Nella Parola di Dio quella che noi chiamiamo fede, inizia con un “Esci dalla tua terra” detta ad Abramo, cioè lascia le tue sicurezze e cerca altri orizzonti “che Io ti indicherò”. Anche Gesù ai Dodici ha chiesto di lasciare e assumere la caratteristica di inviati…. Perché quello che doveva diventare importante per la loro vita non li avrebbe abbandonati mai.

Ecco perché il Risorto li rassicura che “Io sono con voi tutti i giorni sino alla fine del mondo”.

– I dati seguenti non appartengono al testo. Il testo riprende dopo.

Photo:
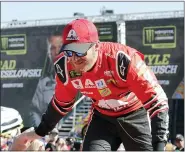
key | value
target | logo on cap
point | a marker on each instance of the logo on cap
(72, 35)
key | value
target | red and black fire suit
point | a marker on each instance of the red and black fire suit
(119, 83)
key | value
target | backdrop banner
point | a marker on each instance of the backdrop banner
(162, 43)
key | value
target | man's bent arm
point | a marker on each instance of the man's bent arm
(60, 105)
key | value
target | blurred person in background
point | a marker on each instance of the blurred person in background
(179, 142)
(46, 84)
(61, 145)
(36, 145)
(129, 106)
(53, 136)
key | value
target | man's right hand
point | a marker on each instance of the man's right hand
(22, 141)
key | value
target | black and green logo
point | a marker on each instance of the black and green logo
(159, 37)
(13, 44)
(74, 74)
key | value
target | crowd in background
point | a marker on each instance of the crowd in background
(51, 142)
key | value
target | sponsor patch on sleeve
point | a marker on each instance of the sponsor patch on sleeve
(60, 69)
(122, 64)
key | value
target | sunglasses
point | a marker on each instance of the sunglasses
(70, 54)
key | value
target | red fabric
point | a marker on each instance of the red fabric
(103, 82)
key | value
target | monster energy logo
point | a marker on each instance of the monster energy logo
(149, 35)
(4, 43)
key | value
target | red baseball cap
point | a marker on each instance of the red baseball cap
(79, 35)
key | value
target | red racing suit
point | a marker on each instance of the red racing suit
(119, 83)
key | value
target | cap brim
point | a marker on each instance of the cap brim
(77, 47)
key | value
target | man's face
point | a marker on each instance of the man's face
(55, 45)
(53, 136)
(83, 64)
(179, 143)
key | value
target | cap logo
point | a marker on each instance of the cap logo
(72, 35)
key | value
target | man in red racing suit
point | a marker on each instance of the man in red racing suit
(125, 94)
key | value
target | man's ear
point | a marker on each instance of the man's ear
(97, 45)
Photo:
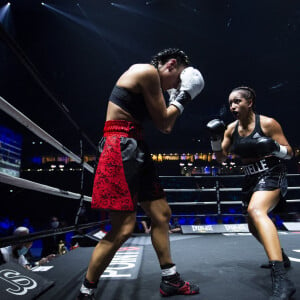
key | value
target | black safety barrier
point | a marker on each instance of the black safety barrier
(11, 240)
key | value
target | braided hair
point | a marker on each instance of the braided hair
(248, 93)
(163, 56)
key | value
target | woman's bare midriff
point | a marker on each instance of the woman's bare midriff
(115, 112)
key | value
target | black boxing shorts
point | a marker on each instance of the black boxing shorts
(267, 174)
(126, 173)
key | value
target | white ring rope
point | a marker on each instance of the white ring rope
(22, 119)
(31, 185)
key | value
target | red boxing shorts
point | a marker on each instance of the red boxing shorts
(125, 173)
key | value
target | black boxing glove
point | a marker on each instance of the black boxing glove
(260, 147)
(268, 146)
(216, 128)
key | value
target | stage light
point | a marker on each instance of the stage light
(4, 11)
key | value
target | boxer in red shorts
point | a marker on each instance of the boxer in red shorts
(126, 174)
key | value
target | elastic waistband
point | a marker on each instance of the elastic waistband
(261, 165)
(123, 128)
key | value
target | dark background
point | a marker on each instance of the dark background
(81, 48)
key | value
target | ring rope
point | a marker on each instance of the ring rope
(9, 240)
(31, 185)
(25, 121)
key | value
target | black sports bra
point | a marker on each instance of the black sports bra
(130, 102)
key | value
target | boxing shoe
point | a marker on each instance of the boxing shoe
(286, 262)
(282, 287)
(174, 285)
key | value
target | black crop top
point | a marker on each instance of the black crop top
(238, 141)
(130, 102)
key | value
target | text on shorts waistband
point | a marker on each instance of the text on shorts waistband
(255, 168)
(123, 128)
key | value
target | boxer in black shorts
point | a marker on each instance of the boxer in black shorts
(262, 147)
(126, 175)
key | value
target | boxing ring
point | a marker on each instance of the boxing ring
(216, 261)
(225, 264)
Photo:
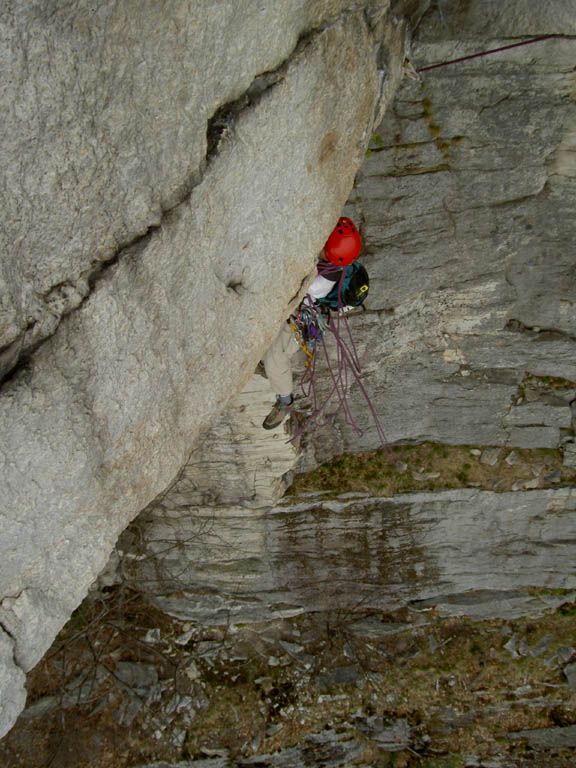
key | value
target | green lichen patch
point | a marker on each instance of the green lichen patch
(436, 466)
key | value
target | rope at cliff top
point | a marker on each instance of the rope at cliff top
(491, 51)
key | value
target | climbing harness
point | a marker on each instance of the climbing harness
(316, 327)
(491, 51)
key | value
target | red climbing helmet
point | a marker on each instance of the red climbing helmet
(344, 244)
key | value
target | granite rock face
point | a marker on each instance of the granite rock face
(107, 127)
(128, 204)
(469, 338)
(465, 207)
(465, 552)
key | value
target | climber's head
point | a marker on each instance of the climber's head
(344, 244)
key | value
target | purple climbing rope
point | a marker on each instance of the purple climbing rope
(342, 372)
(491, 51)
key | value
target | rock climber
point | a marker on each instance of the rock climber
(341, 249)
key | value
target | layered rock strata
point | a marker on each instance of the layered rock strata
(166, 231)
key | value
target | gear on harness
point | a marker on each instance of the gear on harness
(319, 320)
(308, 326)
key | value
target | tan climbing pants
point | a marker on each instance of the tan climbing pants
(278, 361)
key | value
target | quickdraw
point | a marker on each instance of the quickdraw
(308, 326)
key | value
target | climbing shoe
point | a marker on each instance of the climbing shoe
(277, 414)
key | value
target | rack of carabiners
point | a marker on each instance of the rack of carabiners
(308, 325)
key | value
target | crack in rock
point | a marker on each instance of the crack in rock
(219, 129)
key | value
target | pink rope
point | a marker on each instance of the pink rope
(347, 363)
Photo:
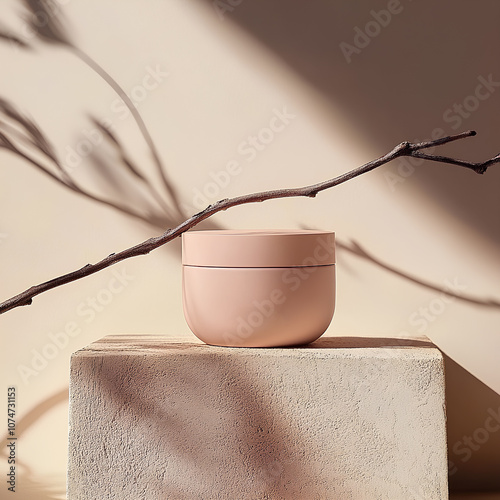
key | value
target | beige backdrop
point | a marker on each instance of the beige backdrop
(241, 96)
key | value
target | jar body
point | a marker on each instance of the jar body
(258, 307)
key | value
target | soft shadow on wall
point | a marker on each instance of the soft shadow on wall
(418, 69)
(398, 67)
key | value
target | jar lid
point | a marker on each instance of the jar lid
(258, 248)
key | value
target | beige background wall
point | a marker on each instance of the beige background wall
(217, 78)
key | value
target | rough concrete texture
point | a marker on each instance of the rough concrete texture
(343, 418)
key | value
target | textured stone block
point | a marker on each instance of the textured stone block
(152, 417)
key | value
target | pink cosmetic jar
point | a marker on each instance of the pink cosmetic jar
(258, 288)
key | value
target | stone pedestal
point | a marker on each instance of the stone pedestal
(153, 417)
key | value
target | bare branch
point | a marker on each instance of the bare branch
(403, 149)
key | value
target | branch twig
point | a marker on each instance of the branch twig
(403, 149)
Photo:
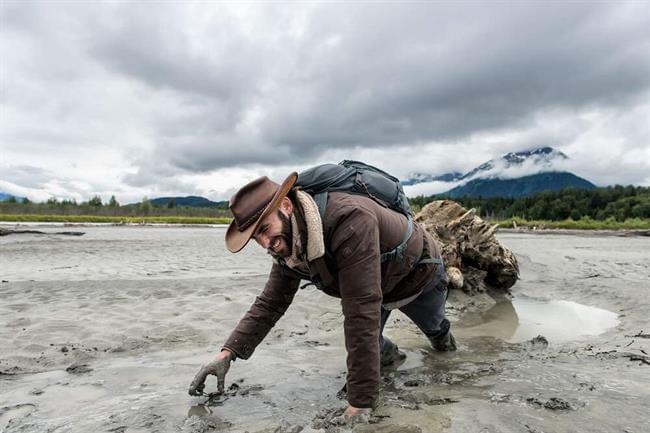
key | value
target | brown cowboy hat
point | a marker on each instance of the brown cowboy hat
(251, 204)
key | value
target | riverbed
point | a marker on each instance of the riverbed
(104, 332)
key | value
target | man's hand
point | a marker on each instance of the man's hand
(219, 366)
(353, 415)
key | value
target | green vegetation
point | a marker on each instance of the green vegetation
(585, 223)
(96, 211)
(616, 203)
(611, 208)
(115, 219)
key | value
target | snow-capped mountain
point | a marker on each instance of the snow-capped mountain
(513, 174)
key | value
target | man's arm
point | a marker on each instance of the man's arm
(268, 307)
(355, 245)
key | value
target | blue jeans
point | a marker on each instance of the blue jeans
(427, 311)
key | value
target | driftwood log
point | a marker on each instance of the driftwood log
(476, 262)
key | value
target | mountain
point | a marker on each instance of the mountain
(4, 197)
(542, 159)
(190, 201)
(519, 187)
(536, 160)
(415, 178)
(515, 174)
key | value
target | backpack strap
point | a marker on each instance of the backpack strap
(321, 202)
(323, 275)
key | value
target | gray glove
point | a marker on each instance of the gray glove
(218, 367)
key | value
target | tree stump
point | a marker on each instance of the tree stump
(476, 262)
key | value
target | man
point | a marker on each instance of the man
(342, 252)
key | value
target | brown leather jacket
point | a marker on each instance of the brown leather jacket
(357, 231)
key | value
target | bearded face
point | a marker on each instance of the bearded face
(275, 234)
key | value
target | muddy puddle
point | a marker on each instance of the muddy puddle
(524, 318)
(93, 339)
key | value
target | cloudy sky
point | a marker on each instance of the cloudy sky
(177, 98)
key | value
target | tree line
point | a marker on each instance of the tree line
(617, 202)
(96, 207)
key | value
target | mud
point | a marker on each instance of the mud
(133, 312)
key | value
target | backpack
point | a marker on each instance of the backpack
(356, 177)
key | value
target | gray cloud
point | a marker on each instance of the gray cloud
(191, 88)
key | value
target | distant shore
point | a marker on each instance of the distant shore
(113, 220)
(632, 226)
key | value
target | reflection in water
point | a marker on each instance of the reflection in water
(199, 410)
(525, 318)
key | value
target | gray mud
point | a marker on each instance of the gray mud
(104, 333)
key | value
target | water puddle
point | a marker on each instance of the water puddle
(525, 318)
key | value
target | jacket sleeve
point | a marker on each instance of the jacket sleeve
(355, 245)
(267, 309)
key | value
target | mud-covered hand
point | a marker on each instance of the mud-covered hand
(219, 366)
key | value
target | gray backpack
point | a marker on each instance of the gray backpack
(355, 177)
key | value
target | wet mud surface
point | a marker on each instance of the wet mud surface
(104, 333)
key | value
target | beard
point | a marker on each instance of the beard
(286, 234)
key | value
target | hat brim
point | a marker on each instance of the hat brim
(235, 239)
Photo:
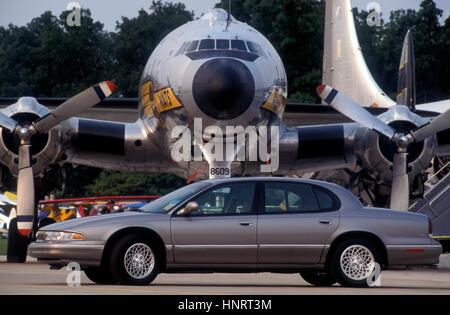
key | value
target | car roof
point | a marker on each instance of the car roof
(272, 179)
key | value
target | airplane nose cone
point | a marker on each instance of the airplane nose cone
(223, 88)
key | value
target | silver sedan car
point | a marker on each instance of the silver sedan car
(317, 229)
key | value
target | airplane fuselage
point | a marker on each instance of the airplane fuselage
(227, 75)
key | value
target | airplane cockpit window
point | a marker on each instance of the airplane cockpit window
(193, 46)
(182, 49)
(238, 45)
(206, 44)
(206, 48)
(254, 48)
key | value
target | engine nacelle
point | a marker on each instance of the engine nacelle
(46, 148)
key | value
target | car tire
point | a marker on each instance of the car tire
(133, 261)
(353, 263)
(100, 275)
(318, 278)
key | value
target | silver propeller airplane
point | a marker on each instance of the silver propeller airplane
(218, 76)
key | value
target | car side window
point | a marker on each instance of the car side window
(325, 199)
(289, 197)
(229, 199)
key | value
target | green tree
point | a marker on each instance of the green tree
(47, 58)
(382, 48)
(136, 38)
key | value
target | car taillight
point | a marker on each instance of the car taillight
(430, 227)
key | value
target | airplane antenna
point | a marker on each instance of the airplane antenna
(229, 14)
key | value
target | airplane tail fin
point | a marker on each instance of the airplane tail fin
(344, 67)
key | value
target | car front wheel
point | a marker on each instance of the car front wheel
(354, 263)
(133, 261)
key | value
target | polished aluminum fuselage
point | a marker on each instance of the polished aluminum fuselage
(254, 242)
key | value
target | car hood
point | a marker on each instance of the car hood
(103, 220)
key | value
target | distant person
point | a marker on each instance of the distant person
(108, 209)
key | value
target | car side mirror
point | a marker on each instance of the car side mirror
(189, 208)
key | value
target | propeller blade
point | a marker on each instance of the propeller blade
(7, 122)
(75, 105)
(406, 87)
(400, 184)
(25, 192)
(352, 110)
(438, 124)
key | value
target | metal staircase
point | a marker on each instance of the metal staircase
(436, 205)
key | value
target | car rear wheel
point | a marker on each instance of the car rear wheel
(133, 261)
(354, 263)
(318, 278)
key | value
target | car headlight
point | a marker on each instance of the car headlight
(59, 236)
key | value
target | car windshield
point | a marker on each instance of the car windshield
(170, 201)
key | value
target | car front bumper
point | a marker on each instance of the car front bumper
(63, 253)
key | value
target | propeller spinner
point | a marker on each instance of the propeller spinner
(400, 184)
(25, 180)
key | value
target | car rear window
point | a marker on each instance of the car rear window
(238, 45)
(206, 44)
(193, 46)
(223, 44)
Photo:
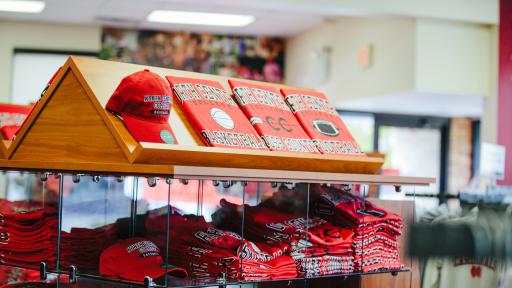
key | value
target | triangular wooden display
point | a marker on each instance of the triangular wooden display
(71, 130)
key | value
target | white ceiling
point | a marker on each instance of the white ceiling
(273, 17)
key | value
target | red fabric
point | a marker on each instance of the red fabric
(214, 114)
(271, 117)
(143, 99)
(321, 122)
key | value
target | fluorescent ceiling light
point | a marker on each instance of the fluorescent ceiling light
(21, 6)
(200, 18)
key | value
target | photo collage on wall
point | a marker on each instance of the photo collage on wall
(248, 57)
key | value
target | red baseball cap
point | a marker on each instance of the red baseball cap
(143, 100)
(133, 259)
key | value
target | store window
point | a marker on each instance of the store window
(362, 127)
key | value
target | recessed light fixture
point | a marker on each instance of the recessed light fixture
(22, 6)
(200, 18)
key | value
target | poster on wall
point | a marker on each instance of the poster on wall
(248, 57)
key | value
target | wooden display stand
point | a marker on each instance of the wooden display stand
(70, 131)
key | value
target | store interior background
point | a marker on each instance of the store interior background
(414, 80)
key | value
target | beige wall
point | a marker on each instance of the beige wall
(41, 36)
(392, 69)
(452, 57)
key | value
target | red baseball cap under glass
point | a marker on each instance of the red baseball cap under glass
(133, 259)
(143, 100)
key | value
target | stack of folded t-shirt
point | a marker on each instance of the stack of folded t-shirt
(29, 236)
(376, 231)
(205, 251)
(317, 247)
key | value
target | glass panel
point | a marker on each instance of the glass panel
(205, 251)
(28, 220)
(98, 213)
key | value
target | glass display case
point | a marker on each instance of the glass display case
(84, 203)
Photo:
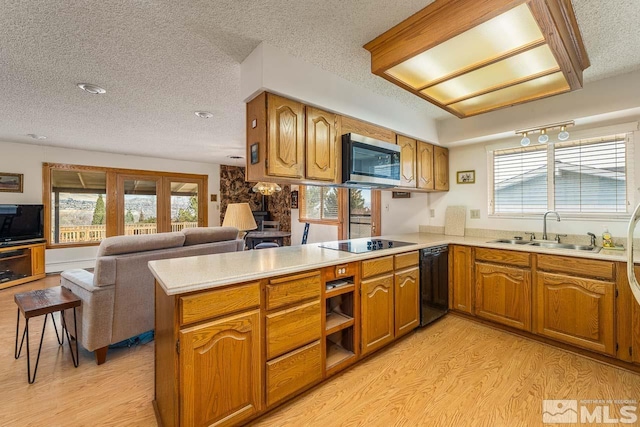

Alla fine del nostro anno di attività pastorali (che di fatto non cessano mai) possiamo dirci, tirando le somme, di essere stati una comunità in cammino, oppure abbiamo solo girato in tondo ritrovandoci allo stesso punto di partenza? Ci siamo limitati a ripetere stancamente e pigramente le solite cose, le solite attività, oppure ci siamo lasciati coinvolgere dalla passione per il Regno di Dio, per la persona di Gesù e la sua Parola? Sinceramente sia in me che in voi ho riscontrato entrambi gli atteggiamenti, fatti di slanci generosi e sinceri assieme a stanchezze e rigidità.

Eppure le occasioni di rimetterci in cammino sono state tante, veramente tante, ed è bello scoprire, con uno sguardo di fede, che coloro che le hanno accolte hanno fatto un passo in avanti.

Questo ripaga, di gran lunga, ogni nostra gioiosa fatica.